Soweit heute bekannt, besteht eine
enge Wechselwirkung zwischen Pflanzen und Menschen bzw. zwischen Pflanzen,
Tieren und anderen Pflanzen. Diese Wechselwirkungen sind nur zur einem kleinen
Teil bekannt.
Grundmechanismen sind:
Pflanzen reagieren auf Fraßfeinde,
indem sie Abwehrstoffe entwickeln. Pflanzen haben einen evolutiven Nachteil,
sie sind an ihren Standort gebunden. Um eine Verbreitung ihrer Art zu
gewährleisten benutzen sie häufig Tiere um ihre Keimlinge über größere
Entfernungen zu transportieren. Diese Transportvehikel kennen wir als Obst,
Nüsse und Früchte.
Pflanzen haben ebenso sehr wirksame
Mechanismen entwickelt, um sich vor Fraßfeinden zu schützen. Es handelt sich
im Allgemeinen
um sekundäre Pflanzenstoffe mit ganz unterschiedlichen Wirkungen auf den
Organismus des Pflanzenfressers. Die pflanzenverzehrenden Tiere haben im
Gegenzug Strategien entwickelt, um die Pflanzen trotzdem genießen zu können.
Hierzu zählen entgiftende Enzymsysteme und schrittweises Vorgehen beim Essen um
die Giftbildung bzw. dessen Verteilung in der Futterpflanze zu verhindern.
Der Mensch hat zusätzlich Methoden
entwickelt, die wir im Tierreich nicht finden. Als Wichtigstes ist dabei der Garvorgang durch braten, kochen und backen zu nennen.
Auch die Kombination verschiedener Pflanzen bzw. von Pflanzen und tierischen
Bestandteilen steigern die Bekömmlichkeit. Bei Lebensmitteln wie Brot oder bei der Bierzubereitung
werden enzymatische Veränderungen durch Mikroorganismen (Hefen) benutzt, um das
Lebensmittel genießbarer zu machen.
Daneben verfügt der menschliche
Körper über ein ganzes Arsenal von verschiedenen Entgiftungsmaßnahmen.
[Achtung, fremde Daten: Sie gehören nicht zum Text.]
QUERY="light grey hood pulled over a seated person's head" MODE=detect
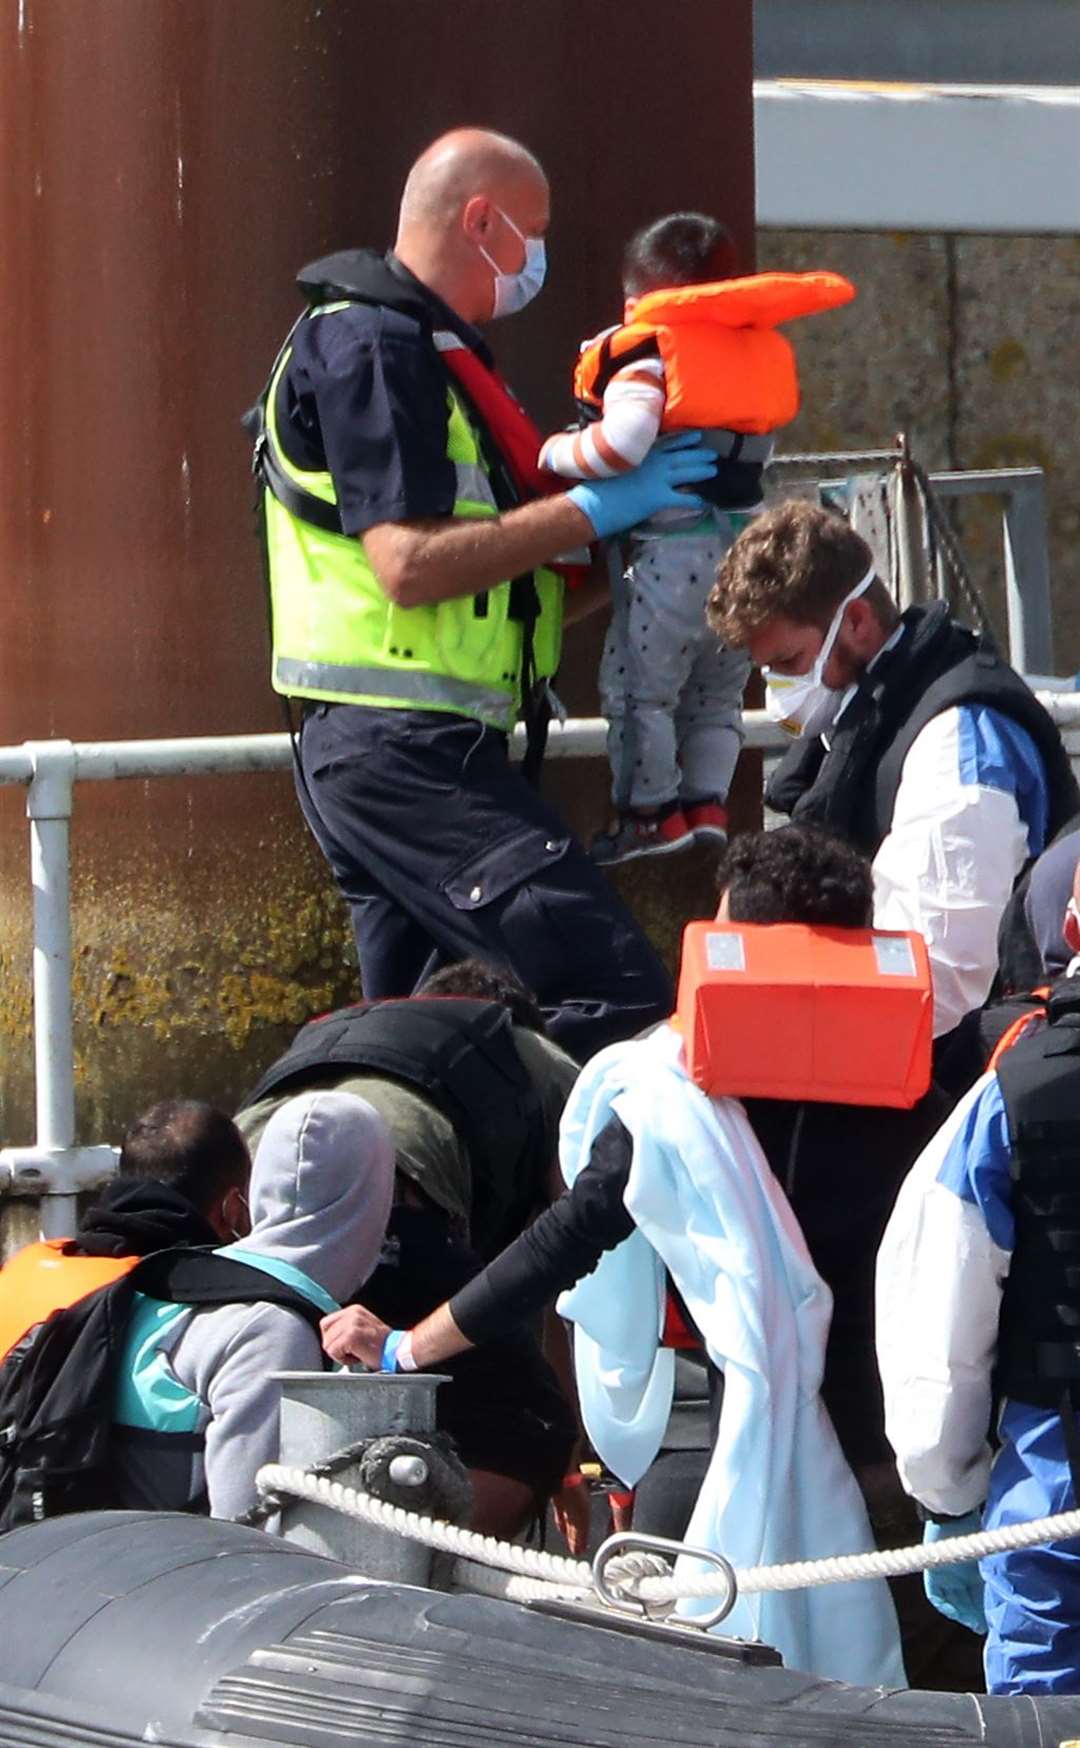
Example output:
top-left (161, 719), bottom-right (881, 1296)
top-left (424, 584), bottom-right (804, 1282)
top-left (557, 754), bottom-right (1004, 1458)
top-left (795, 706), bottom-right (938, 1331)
top-left (238, 1093), bottom-right (393, 1299)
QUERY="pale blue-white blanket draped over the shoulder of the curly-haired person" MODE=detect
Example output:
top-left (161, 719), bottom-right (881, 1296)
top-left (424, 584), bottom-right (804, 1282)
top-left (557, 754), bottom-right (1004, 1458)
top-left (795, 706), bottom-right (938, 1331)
top-left (559, 1026), bottom-right (907, 1687)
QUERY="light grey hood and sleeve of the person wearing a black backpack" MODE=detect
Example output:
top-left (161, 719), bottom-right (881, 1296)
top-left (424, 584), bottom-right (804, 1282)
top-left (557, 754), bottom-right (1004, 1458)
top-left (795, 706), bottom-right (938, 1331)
top-left (117, 1093), bottom-right (393, 1517)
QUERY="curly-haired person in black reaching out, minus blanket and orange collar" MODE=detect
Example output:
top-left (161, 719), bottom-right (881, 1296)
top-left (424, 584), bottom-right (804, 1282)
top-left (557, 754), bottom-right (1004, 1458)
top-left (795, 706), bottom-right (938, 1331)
top-left (325, 827), bottom-right (977, 1685)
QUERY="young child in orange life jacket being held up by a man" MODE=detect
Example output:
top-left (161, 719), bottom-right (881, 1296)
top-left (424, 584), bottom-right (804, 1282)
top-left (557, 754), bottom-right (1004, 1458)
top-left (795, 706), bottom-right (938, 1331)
top-left (540, 213), bottom-right (855, 864)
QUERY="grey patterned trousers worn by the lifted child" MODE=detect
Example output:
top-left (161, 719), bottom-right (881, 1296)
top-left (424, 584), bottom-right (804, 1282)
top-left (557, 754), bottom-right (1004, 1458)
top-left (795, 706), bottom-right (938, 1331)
top-left (599, 510), bottom-right (750, 809)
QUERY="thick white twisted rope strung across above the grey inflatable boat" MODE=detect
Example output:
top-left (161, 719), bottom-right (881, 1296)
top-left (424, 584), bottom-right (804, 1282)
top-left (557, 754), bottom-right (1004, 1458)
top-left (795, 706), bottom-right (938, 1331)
top-left (257, 1463), bottom-right (1080, 1603)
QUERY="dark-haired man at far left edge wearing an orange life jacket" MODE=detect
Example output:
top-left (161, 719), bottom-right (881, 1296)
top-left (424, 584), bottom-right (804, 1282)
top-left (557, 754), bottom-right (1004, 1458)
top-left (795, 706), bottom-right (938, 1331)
top-left (0, 1099), bottom-right (252, 1358)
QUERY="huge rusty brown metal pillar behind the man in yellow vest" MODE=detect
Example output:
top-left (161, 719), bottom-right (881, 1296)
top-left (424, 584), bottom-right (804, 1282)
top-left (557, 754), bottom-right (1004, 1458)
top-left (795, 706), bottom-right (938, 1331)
top-left (0, 0), bottom-right (753, 1141)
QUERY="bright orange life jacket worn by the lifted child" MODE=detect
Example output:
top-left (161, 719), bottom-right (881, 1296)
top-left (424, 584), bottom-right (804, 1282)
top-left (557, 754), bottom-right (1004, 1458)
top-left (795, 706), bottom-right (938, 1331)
top-left (573, 273), bottom-right (855, 434)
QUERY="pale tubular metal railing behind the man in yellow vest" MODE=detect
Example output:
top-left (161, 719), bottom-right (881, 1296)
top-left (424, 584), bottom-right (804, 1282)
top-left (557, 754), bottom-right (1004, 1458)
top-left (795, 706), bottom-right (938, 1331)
top-left (0, 692), bottom-right (1080, 1238)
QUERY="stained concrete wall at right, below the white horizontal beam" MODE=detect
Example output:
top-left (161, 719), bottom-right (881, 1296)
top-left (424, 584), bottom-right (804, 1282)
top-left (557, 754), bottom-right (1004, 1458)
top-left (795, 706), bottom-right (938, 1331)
top-left (758, 231), bottom-right (1080, 671)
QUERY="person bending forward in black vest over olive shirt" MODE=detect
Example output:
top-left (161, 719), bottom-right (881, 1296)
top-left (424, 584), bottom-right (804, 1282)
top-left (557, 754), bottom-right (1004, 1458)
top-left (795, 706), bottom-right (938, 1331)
top-left (238, 960), bottom-right (580, 1535)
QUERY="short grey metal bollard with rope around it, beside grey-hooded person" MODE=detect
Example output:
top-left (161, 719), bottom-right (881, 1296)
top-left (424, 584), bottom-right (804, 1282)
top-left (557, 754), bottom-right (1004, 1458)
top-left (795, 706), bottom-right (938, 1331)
top-left (276, 1372), bottom-right (447, 1584)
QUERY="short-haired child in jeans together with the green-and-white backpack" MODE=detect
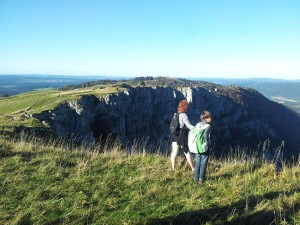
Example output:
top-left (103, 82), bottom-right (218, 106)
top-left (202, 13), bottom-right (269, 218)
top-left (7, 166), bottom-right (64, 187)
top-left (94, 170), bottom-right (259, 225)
top-left (189, 111), bottom-right (212, 183)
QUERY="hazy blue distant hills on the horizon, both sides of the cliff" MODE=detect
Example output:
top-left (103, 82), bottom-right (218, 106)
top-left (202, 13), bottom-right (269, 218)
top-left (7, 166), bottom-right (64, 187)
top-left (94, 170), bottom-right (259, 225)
top-left (0, 74), bottom-right (300, 113)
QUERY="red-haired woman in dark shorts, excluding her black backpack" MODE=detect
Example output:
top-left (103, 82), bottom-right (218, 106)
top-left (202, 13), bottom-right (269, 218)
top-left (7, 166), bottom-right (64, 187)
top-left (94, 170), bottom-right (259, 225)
top-left (171, 100), bottom-right (194, 171)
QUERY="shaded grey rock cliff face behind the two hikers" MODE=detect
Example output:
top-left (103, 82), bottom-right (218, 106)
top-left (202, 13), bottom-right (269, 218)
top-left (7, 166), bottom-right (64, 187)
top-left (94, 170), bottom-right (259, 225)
top-left (33, 87), bottom-right (300, 157)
Beispielsweise passt sich der Körper an die Aufnahme von Tanninen an. Diese
pflanzlichen Stoffe hemmen normalerweise Verdauungsenzyme, bilden relativ
unverdauliche Komplexe mit Nahrungsproteinen, hemmen die Mikrobenflora und
können auch direkt im Verdauungstrakt an die Darmwände binden und somit die
Aufnahme von Nährstoffen verhindern.
Beim Menschen ist eine Anpassungsreaktion bei wiederholter
und geringer Tanninzufuhr festzustellen. Der menschliche Körper reagiert dann
mit der vermehrten Bildung von prolinreichen Proteinen, die über die
Ohrspeicheldrüsen ausgeschieden werden. Diese Proteine neutralisieren Tannine
und ermöglichen es beispielsweise, dass in Afrika und Indien
Hirsesorten mit hohem
Tanningehalt unbeschadet als Nahrung genossen werden können.
Mit dieser Fähigkeit zur
Neutralisierung von Tanninen ist auch die Vorliebe mancher Menschen für
tanninreiche Rotweinezu erklären.
So findet in der Evolution eine
permanente Auseinandersetzung und Wechselwirkung zwischen Pflanzen und Tieren
statt. Wieder zeigt sich, dass eine unkritische Veränderung der Nahrungszusammensetzung
oder Zubereitungsmethoden Anpassungsreaktionen des Körpers erzwingt oder auch
im Extremfall den menschlichen Organismus schädigen kann.